VP Berger: I think Jeff signaled, you know, that there is a little bit of upside just based on us taking our outlook up. So gave a range of $0.70 to $0.80, as we started to kick off those projects. I think it is fair to say we are leaning closer to the $0.80 based on where we are and what is in flight. So, I would push on the right side of that range, and if not, a little bit more.

David MacGregor: Okay. And then just on the share repurchase activity, $40 million in the quarter, kind of matched the first quarter pace. Should we be modeling kind of $150 million to $160 million for the full year, or was there something that you thought of as being maybe opportunistic in the first half? How should we be modeling that?

VP Berger: Yeah. I think the modeling is, you know, how we are going to use our free cash flow, but we reevaluate that, David, every quarter. And that is going to be a quarter-by-quarter decision.

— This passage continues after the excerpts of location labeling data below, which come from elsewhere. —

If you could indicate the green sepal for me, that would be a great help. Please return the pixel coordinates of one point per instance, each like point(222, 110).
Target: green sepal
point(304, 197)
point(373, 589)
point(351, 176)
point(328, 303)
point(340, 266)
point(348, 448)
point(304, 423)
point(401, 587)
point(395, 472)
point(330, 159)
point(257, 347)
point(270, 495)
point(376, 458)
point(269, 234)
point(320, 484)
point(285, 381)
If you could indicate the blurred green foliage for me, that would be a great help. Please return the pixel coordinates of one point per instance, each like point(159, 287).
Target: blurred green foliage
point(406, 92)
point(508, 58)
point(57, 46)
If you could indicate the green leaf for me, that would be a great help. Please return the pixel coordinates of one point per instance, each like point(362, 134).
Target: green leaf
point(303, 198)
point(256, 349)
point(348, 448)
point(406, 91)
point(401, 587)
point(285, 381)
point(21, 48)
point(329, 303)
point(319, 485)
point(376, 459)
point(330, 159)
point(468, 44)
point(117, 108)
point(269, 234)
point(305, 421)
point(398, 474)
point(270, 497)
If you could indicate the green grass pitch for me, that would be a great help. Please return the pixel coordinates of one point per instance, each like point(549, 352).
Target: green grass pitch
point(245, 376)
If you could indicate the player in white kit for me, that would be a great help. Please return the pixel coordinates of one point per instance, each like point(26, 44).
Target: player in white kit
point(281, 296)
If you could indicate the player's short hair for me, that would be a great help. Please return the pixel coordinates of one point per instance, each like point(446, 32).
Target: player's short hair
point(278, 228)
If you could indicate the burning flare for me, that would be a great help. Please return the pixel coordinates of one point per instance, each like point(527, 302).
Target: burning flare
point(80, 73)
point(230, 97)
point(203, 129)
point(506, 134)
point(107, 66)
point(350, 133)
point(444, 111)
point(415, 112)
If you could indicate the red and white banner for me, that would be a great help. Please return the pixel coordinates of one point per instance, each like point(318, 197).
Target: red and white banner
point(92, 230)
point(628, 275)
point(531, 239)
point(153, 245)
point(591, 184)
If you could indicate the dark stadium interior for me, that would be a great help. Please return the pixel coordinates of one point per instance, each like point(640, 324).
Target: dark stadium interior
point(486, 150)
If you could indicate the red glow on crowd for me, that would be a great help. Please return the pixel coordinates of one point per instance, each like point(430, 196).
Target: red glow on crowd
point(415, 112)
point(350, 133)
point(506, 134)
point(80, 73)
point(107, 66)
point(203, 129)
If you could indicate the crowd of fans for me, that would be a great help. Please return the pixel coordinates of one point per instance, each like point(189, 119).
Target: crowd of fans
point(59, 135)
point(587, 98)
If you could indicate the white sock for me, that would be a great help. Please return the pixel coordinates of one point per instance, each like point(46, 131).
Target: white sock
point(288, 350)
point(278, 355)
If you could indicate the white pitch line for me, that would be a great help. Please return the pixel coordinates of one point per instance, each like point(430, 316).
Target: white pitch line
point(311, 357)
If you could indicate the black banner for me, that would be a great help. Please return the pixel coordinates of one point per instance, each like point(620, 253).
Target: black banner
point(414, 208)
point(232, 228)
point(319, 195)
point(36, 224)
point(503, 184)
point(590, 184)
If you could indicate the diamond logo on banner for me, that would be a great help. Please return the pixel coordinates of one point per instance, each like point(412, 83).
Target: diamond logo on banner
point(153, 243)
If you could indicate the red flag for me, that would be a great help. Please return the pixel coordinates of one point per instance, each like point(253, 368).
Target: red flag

David MacGregor: Okay. Perfect. Thank you very much.

Operator: And your final question comes from Brian Gordon with Water Tower Research.

Brian Gordon: Good morning, everyone. I also had some technical issues connecting earlier, so I will also apologize if these questions have been asked before. I guess my first question would be, when you are talking with the large contract customers, how are they feeling about business conditions? And maybe more explicitly, how are they feeling about their CapEx decisions going forward? And how would that differ maybe from what you are seeing in the SMB side of the business?

Jeff Lorenger: Well, you know, I cannot speak customer by customer on CapEx. What I can tell you, though, is that I kind of said there the mentality is, you know, they are investing in, I use the term business as usual, which, you know, contextually means what we are seeing is they are moving out. In our space, they probably moved out in others, you know, other investment categories depending on what business it has been. But on the in-office and the workflow and productivity, they are viewing that as, you know, business as usual, and they are making the investments.

I think they are, you know, I think you used the term that, you know, there are some people coming off the sidelines, if you will, and we do not see a lot of hesitation there. Most of these customers are in the game and wanting to move forward, so we use the term, you know, kind of studying over the last couple of years. Some customers were evaluating, reevaluating, and I think we are past that point now. And people are deploying capital to do projects to support their in-office model, whatever it may be.

Brian Gordon: Great. Thank you. Second question that I have today is on the RVP side. How much of this is volume versus how much is pricing?

VP Berger: Yeah. It is primarily price, Brian. I think you looked at the first half of the year, it is probably one-third volume, two-thirds price. But if you look at the full year, you will see the volume kick in with more volume, you know, happening in the back half.

Brian Gordon: Okay. Great. Thank you very much.

Operator: That concludes the Q&A session. I will now turn the conference back over to Mr. Lorenger for closing remarks.

Jeff Lorenger: Appreciate everybody taking the time to join us today. Have a great day. Thanks so much.

Operator: This concludes today's conference call. You may now disconnect.